The report seems likely to spark further discussion within the superannuation fund sector about the basis for cost comparisons between various types of funds, particularly industry and retail funds.

The ASIC report states that the regulator understands "that there is a perception among some industry commentators that there is inconsistency in fee and cost disclosure and deliberate fee gaming".

"However, it should be noted that variances in fee and cost disclosures can be the result of differing (but legitimate) interpretations of the requirements, rather than deliberate under-reporting of fees," it said.

The report noted that any undisclosed fee or cost would still reduce the investment return reported

to investors and this was because a reduction in disclosed fees and costs was essentially absorbed, in most instances, by investment returns.

"This may act as a disincentive for funds to disclose fees and costs correctly," it said. "However, it is possible to under-disclose fees or costs sufficiently for a fund to appear cheaper or better value than its competitors, while still producing an investment return that continues to appear competitive and reasonable to investors."

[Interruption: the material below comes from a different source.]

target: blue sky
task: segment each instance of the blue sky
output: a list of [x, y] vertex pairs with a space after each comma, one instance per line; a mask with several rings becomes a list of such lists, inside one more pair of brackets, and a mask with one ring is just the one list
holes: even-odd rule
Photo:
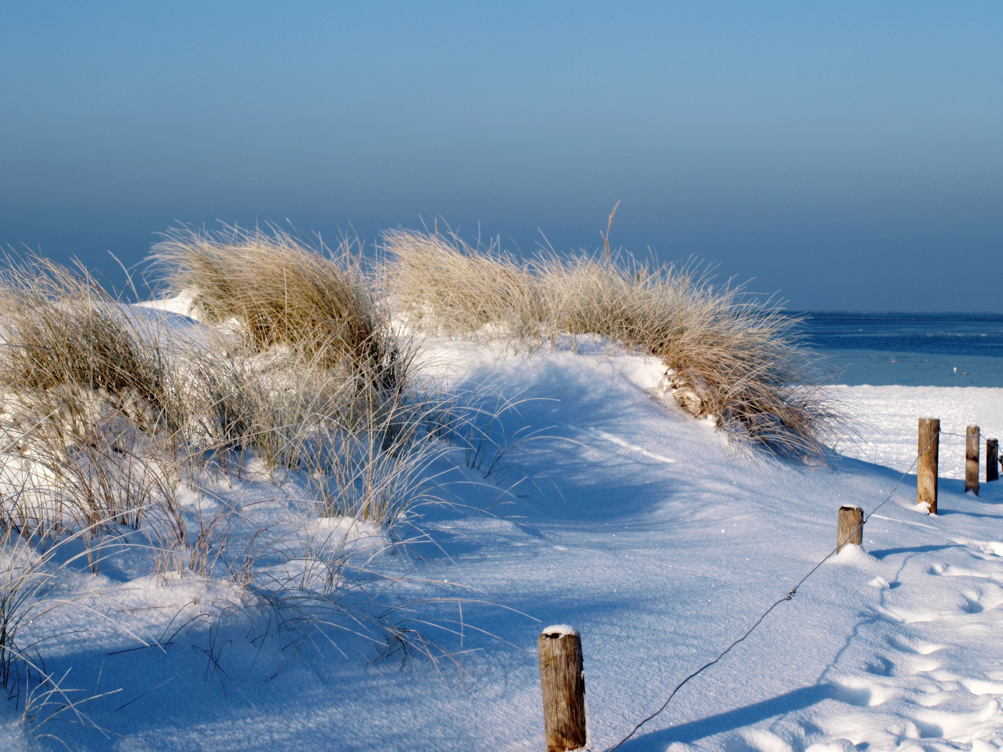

The report cited the example of a fund reducing its disclosed fees by 50—100 basis points for a ‘balanced' investment option, which may be sufficient to make its fees appear cheaper than its competitors, while still maintaining its net returns within the competitive range of returns for similar options.

"This problem is further exacerbated by the fact that similarly labelled options—such as ‘balanced', ‘growth' and ‘diversified'—do not always have comparable asset allocations and investment strategies, making it more difficult for investors to properly compare investment options," it said.

The ASIC report pointed to industry support for the development of a standards regime and the issue of prescriptive standards.